Partecipazione della X Edizione Sagra "La Ciliegia Gioiello dell'Etna" e dell’Infiorata tra fiori e frutta

L’iniziativa ha ottenuto, nelle edizioni precedenti, un notevole successo con la presenza di circa 10.000 visitatori. La manifestazione prevede un ricco e variegato programma:
• Area espositiva con prodotti tipici locali, artigianato, gastronomia ecc. che rappresenta ormai un punto di riferimento per gli operatori turistici e le Aziende agricole
• Realizzazione dell’Infiorata “Tra fiori e frutta”

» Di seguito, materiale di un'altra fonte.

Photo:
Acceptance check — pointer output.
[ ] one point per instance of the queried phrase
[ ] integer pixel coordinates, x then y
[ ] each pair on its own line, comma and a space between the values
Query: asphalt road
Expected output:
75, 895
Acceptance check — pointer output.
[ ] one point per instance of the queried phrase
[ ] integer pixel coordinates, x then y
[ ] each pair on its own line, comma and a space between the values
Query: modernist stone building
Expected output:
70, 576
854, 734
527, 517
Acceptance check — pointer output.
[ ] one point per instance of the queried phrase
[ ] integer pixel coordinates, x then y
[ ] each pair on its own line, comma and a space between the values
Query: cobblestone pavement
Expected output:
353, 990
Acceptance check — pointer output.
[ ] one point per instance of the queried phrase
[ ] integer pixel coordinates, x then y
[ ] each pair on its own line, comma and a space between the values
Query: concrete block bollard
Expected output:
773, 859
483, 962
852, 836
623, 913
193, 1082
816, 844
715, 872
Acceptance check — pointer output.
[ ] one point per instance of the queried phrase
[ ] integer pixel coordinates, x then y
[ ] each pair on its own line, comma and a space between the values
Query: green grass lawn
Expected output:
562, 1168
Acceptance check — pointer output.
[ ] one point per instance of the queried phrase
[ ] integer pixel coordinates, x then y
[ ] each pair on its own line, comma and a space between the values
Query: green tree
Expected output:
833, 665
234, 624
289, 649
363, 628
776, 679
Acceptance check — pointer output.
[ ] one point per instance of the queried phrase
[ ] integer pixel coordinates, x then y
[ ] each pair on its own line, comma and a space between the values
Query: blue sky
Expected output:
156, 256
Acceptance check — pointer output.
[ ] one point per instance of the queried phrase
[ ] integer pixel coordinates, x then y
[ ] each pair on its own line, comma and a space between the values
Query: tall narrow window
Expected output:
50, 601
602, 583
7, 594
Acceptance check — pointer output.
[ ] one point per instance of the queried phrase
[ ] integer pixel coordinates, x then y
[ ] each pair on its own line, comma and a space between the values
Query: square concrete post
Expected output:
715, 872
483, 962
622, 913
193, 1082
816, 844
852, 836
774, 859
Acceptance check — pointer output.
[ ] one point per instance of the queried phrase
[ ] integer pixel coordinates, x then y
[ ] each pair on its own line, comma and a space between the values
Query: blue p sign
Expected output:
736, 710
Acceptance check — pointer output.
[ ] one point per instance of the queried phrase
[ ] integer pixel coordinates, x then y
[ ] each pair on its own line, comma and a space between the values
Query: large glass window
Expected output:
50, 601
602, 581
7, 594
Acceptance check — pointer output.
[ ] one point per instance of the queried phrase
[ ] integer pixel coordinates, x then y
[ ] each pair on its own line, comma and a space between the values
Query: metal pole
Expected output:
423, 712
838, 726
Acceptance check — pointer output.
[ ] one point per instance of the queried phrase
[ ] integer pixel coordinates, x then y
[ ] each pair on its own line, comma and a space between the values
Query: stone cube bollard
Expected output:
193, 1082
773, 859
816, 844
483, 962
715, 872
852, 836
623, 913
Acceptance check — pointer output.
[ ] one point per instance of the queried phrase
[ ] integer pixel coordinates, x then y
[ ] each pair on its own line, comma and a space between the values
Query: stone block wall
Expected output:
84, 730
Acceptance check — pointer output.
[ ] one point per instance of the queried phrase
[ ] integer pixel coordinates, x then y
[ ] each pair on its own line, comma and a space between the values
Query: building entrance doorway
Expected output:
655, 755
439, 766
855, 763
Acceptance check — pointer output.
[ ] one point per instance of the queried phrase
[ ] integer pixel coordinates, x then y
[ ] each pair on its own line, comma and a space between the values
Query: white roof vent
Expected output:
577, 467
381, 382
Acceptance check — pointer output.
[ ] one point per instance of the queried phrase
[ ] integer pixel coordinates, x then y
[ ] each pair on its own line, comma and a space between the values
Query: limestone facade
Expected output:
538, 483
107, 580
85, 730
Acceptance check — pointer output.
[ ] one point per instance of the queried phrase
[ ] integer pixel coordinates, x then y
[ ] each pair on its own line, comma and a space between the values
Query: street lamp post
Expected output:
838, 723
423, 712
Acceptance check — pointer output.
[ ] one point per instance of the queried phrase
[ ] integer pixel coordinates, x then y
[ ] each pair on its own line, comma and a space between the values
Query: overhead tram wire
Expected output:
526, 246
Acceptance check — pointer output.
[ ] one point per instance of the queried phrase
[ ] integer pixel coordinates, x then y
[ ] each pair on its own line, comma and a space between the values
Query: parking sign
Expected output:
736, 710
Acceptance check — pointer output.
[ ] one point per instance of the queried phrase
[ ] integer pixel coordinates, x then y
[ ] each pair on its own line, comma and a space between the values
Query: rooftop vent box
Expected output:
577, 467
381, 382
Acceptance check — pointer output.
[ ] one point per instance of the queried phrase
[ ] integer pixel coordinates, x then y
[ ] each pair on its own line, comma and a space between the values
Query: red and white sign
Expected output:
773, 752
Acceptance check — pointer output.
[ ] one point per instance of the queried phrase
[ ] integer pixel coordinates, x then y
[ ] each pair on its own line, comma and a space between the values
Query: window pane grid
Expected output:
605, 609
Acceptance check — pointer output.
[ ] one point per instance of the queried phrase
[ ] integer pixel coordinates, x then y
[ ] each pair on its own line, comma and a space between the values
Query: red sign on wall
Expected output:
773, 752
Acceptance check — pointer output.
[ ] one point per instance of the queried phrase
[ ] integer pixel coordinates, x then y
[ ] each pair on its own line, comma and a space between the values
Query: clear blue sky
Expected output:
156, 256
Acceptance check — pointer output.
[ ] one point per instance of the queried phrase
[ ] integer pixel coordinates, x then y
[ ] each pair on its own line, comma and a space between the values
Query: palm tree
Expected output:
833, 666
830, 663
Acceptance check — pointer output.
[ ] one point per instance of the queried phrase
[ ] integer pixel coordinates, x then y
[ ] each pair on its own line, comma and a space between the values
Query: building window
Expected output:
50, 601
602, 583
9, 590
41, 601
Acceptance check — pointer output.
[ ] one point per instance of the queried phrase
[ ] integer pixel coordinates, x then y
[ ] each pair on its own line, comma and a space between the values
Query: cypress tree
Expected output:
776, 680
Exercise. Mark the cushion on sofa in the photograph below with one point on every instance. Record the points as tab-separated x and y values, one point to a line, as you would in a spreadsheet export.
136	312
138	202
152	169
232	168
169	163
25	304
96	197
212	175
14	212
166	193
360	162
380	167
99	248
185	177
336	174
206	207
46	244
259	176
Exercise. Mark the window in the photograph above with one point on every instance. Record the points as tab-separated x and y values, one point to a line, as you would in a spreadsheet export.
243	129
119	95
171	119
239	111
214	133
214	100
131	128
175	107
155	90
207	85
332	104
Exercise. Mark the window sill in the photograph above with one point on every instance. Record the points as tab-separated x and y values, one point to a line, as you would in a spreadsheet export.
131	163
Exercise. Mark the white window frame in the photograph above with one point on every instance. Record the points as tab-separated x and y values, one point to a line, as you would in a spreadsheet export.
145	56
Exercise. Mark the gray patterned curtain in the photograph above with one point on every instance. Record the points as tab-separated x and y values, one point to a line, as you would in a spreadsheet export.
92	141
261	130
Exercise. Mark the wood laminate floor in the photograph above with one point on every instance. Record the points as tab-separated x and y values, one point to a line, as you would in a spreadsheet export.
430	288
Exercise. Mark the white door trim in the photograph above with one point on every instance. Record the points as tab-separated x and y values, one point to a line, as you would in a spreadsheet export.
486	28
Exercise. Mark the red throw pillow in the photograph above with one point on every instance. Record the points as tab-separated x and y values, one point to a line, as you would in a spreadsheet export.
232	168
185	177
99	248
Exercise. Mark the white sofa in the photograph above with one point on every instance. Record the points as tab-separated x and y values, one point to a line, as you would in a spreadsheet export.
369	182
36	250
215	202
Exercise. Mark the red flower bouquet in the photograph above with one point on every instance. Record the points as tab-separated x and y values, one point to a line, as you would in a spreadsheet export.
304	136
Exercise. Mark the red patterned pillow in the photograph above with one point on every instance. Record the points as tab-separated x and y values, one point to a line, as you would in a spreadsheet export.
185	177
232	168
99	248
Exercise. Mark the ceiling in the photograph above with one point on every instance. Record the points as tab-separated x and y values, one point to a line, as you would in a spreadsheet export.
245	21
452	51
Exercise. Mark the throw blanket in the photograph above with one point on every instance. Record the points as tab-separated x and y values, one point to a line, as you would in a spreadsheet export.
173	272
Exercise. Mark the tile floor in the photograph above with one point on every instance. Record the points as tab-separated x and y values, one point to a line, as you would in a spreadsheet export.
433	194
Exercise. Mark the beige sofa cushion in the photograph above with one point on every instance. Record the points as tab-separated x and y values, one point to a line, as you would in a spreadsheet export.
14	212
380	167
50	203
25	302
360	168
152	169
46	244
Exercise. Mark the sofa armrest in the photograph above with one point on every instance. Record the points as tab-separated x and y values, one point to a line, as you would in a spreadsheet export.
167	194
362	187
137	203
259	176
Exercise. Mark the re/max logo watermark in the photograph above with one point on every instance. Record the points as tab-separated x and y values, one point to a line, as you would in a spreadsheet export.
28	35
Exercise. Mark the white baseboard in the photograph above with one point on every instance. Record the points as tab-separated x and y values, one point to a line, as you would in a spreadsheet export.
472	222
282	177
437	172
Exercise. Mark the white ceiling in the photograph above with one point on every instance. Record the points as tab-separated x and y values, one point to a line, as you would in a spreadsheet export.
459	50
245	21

• Degustazione della “Torta alla ciliegia”
• Convegno sulle Ciliegie
• Spettacoli musicali.
La Ciliegia dell’Etna è uno dei prodotti d’eccellenza dell’agricoltura catanese a marchio Dop. Il frutto, che arriva a riprodursi dalla costa fino a 1600 metri d'altitudine, viene prodotto in gran parte dei comuni che circondano il Vulcano. A fregiarsi del marchio Dop sono le varietà Napoleone, Maiolina e Mastrantoni. Quest'ultima è la più rinomata, ma in generale, la «ciliegia dell’Etna», color rosso brillante e di pezzatura medio-grossa, è considerata un prodotto di qualità elevatissima per il sapore e le proprietà organolettiche, si presenta croccante all’esterno, con una polpa molto compatta e peduncolo lungo. Il frutto è dolce, ma non stucchevole, la bassa acidità conferisce un sapore molto gradevole.